Hey guys I been out for a while, recovering from the snowboard accident in Salt Lake. The hand is doing much better, but still needs more time. 

Anyhow, I was wondering if there are any of you here with knowledge of ski resorts near Montreal in the Canadian side(not Jay peak), I am planning a trip. But I have no knowledge of ski resorts in that area, other than Mont Tremblant. 

Any help is greatly appreciated.


Thanks


----------



## Bones (Feb 24, 2008)

Simply^Ride said:


> Hey guys I been out for a while, recovering from the snowboard accident in Salt Lake. The hand is doing much better, but still needs more time.
> 
> Anyhow, I was wondering if there are any of you here with knowledge of ski resorts near Montreal in the Canadian side(not Jay peak), I am planning a trip. But I have no knowledge of ski resorts in that area, other than Mont Tremblant.
> 
> ...




Tremblant is probably the best of the bunch.

St.Sauveur is good.

Mont.Ste.Anne and Le massif near Quebec City are good.


----------



## Guest (Jul 14, 2009)

Bones said:


> Tremblant is probably the best of the bunch.
> 
> St.Sauveur is good.
> 
> Mont.Ste.Anne and Le massif near Quebec City are good.


Yeah, those are all very good, except Tremblant gets somewhat more crowded.

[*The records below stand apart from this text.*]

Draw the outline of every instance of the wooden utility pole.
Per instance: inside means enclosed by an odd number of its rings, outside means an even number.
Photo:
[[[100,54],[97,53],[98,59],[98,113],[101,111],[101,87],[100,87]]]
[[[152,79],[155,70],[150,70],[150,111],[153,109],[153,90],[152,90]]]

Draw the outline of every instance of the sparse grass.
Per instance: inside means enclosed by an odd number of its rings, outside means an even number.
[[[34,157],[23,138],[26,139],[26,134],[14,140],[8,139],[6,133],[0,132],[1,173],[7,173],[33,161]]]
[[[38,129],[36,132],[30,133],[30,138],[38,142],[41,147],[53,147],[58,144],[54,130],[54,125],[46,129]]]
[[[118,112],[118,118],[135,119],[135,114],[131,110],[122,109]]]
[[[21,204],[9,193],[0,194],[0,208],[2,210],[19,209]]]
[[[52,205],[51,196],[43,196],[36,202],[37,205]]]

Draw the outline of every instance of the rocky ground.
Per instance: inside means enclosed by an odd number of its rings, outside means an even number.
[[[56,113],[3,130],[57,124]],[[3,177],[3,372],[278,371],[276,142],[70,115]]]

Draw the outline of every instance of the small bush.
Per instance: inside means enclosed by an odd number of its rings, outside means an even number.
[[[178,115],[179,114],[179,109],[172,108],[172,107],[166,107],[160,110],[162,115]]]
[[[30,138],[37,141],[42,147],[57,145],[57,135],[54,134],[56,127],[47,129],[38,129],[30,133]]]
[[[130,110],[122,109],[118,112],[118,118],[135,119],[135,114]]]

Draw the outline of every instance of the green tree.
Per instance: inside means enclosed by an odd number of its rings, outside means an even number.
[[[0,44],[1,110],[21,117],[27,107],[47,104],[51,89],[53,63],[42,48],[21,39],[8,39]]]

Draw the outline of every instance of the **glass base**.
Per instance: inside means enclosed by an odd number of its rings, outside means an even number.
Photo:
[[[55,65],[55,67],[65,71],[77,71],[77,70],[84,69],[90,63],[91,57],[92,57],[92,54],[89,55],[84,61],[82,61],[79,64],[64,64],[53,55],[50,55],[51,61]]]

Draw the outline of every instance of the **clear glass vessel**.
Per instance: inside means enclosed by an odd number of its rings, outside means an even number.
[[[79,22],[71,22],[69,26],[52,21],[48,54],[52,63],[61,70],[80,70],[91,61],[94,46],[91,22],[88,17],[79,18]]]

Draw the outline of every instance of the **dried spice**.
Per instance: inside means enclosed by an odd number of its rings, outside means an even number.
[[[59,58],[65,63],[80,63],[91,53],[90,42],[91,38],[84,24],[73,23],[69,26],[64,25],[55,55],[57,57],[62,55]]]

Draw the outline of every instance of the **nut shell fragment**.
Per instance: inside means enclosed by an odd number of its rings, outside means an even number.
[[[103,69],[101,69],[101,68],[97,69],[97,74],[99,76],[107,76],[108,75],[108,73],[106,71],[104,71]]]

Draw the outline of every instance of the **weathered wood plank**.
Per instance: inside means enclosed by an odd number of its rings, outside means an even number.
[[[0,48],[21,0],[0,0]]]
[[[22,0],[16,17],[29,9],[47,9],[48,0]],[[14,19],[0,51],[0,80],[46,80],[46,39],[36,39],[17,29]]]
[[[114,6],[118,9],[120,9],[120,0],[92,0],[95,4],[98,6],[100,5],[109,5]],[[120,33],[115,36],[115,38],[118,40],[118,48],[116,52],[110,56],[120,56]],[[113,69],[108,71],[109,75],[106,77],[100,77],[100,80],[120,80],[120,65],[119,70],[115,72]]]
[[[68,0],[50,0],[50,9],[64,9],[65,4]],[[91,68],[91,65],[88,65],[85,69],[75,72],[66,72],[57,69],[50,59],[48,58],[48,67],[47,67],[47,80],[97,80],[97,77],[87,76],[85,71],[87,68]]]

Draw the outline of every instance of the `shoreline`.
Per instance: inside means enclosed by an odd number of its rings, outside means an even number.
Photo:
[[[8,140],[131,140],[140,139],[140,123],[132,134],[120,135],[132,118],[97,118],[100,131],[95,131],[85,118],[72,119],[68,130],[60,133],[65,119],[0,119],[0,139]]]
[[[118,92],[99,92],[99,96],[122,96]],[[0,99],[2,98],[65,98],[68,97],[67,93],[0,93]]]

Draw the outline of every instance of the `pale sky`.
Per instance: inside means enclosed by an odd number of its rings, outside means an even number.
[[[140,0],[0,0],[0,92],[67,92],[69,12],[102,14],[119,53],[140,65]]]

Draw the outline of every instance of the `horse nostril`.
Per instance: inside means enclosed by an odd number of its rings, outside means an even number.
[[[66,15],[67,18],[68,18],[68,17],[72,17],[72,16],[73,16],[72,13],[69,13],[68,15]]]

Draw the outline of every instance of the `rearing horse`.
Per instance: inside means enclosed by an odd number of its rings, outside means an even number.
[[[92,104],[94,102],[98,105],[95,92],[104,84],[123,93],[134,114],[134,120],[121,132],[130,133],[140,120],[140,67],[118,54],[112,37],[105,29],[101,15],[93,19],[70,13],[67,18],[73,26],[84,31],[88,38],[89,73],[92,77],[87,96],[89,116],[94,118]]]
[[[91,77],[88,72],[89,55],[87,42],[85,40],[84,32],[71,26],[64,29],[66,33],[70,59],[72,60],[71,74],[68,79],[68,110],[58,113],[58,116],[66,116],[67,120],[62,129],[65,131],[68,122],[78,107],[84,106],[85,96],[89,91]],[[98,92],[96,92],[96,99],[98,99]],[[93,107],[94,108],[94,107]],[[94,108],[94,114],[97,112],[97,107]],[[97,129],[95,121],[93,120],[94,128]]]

If you wanna see the smallest possible hill to snowboard on, go to Mount. Riguad.


----------



## m_jel (Apr 21, 2009)

Bones said:


> Tremblant is probably the best of the bunch.
> 
> St.Sauveur is good.
> 
> Mont.Ste.Anne and Le massif near Quebec City are good.


+1

except for the tremblant part, its over-hyped in my opinion, and pretty crowdedddddd


----------



## chupacabraman (Jul 30, 2009)

Forget those over crowded ice sheets people mention (saveur, tremblant, stoneham etc)
The 3 best hills, without question are (not in order)....
- le massif (Best for freeriding: 600cm a year, decent steeps)
- valinouet (Best for Powder: mellow terrain but the snowiest region in eastern canada... 600-650cm normal, sometimes upwards of 800cm)
- mont st anne (pretty good for everything, very good park, not completely iced up like the montreal resorts, and some fun intermediate runs)


----------



## Gardner (Apr 4, 2009)

Bones said:


> Tremblant is probably the best of the bunch.


In my opinion Tremblant is an ant-hill on an ice sheet. The riding is iffy, when you can get past the crowds. Expect to spend 3/4 of your day in the lift lines.

I ski mainly in the Okanagan, despite living 2 hours from Tremblant. Tremblant doesn't hold a candle to even a small hill in British Columbia.


----------